1. What factors about the organizational structure and working environment at Columbia/HCA made it more likely for fraud to occur? How do these factors relate to internal control? What could have been done to mitigate these risk factors?

a. The management system put in place was highly decentralized; a single manager was in charge of a region of healthcare providers. Managers were rewarded highly when they reached financial goals. Despite the lower than average base salary, managers could could nearly double their salary by meeting or exceeding these financial goals. This decentralized system grants a lot of power to local and regional officers, though these individuals were under intense amounts of pressure and the company was known to publicly criticize managers if tasks were not completed to Columbia’s specifications. This led to a high turnover in administration.

b. The managers were highly pressured to achieve certain financial goals and were harshly punished for not doing so. This made them desperate to reach these goals by any means necessary.

c. These factors could be mitigated by providing the managers with competitive salaries and significantly decreasing the bonuses and by restructuring the company so all the work does not rest on one person’s shoulders.

2. What factors made healthcare fraud particularly difficult to control in the early and late 1990’s? Have these factors changed since then? Is healthcare fraud still difficult to control?

a. The factors that made fraud difficult to control were the difficulty of determining what is or is not fraud and the fact that it suffered from weak enforcement efforts.

b. Yes, HIPAA provided generous funding for new fraud control programs and the False Claims Act was re-amended to protect whistleblowers from retaliation by their employers.

c. I would say that fraud is still difficult to control just because often it still happens in the healthcare field. There are also new and different ways of committing fraud now that were not mentioned in the article due to updates in technology.

3. What were the fraudulent practices uncovered at Columbia/HCA? Explain how each fraudulent practice works, how it was discovered, and what could have been done to prevent it.
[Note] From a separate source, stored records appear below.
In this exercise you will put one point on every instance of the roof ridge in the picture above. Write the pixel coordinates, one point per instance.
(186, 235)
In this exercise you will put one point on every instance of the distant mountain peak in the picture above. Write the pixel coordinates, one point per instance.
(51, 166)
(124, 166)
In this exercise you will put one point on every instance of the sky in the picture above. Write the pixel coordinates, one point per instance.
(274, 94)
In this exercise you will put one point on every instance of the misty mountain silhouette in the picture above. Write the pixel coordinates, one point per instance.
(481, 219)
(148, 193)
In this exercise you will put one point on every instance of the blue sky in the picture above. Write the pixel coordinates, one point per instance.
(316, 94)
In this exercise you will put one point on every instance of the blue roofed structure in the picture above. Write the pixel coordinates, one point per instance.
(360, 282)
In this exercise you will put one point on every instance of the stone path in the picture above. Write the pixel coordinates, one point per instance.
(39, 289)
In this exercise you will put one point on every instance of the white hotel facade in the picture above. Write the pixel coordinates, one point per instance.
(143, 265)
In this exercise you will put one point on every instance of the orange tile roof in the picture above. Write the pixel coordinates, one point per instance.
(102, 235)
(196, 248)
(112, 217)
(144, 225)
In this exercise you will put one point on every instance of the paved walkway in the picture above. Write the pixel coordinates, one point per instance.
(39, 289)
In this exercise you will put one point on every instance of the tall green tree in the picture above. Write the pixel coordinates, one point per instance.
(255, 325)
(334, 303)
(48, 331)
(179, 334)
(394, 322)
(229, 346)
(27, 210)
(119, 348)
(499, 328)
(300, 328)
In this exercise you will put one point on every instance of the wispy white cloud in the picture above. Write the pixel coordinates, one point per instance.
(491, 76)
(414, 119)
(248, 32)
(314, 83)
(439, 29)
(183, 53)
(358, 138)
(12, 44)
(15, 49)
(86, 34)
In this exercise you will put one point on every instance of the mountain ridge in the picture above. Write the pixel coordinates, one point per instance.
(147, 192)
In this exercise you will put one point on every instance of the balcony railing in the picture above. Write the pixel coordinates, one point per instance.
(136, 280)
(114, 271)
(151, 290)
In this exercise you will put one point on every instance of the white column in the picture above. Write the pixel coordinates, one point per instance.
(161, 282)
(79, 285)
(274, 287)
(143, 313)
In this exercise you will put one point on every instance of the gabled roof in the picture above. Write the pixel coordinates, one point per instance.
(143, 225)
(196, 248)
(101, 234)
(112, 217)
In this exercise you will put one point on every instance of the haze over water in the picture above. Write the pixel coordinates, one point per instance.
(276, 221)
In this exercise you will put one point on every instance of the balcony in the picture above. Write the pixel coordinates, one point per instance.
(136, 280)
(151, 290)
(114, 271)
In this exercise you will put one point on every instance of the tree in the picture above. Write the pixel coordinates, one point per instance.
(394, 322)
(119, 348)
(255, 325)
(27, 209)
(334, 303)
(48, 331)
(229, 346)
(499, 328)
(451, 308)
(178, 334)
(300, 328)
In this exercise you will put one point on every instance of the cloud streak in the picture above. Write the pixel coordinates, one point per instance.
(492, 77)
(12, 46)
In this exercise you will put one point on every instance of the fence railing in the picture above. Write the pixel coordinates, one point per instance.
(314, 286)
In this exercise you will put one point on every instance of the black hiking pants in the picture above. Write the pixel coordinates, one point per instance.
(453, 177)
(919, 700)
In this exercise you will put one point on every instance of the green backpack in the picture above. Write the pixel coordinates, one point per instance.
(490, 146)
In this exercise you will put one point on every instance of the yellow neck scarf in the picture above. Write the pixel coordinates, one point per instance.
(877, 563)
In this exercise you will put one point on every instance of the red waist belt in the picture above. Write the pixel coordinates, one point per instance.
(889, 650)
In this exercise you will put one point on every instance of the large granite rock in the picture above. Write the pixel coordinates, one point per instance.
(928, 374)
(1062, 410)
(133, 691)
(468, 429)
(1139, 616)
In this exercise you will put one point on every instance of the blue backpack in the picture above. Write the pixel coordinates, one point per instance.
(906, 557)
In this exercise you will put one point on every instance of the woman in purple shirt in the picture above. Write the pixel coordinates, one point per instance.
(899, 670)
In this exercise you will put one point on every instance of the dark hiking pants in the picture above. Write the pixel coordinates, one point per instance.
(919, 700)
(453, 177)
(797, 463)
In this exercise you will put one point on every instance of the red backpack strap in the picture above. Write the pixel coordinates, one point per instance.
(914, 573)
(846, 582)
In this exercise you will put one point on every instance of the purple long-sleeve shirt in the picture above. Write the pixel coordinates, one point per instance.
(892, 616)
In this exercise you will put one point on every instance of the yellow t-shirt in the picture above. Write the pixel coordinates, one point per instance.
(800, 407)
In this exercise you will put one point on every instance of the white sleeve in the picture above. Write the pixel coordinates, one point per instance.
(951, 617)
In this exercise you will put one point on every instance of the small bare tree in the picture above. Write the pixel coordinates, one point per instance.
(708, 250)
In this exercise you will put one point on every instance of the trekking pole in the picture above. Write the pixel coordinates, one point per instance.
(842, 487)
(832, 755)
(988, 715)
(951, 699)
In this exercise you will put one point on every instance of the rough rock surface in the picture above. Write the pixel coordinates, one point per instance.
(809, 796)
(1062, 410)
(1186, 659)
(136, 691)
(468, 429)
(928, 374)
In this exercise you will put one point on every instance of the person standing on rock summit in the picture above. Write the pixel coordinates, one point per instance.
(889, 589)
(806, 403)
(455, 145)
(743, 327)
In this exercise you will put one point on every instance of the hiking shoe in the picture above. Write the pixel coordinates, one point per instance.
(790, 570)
a. Upcoding refers to the practices of inflating the seriousness of a treated illness to receive a higher payment from the insurer. It was discovered when The New York Times examined over 30 million billing records in Columbia-owned hospitals; the findings concluded that 90% of the time, Columbia hospitals were more likely than others to upcode. It could have been prevented by having more stringent policies in place for accurate billing practices.

b. Cost shifting is when a provider fraudulently shifts expenses from one program to another in order to increase reimbursement.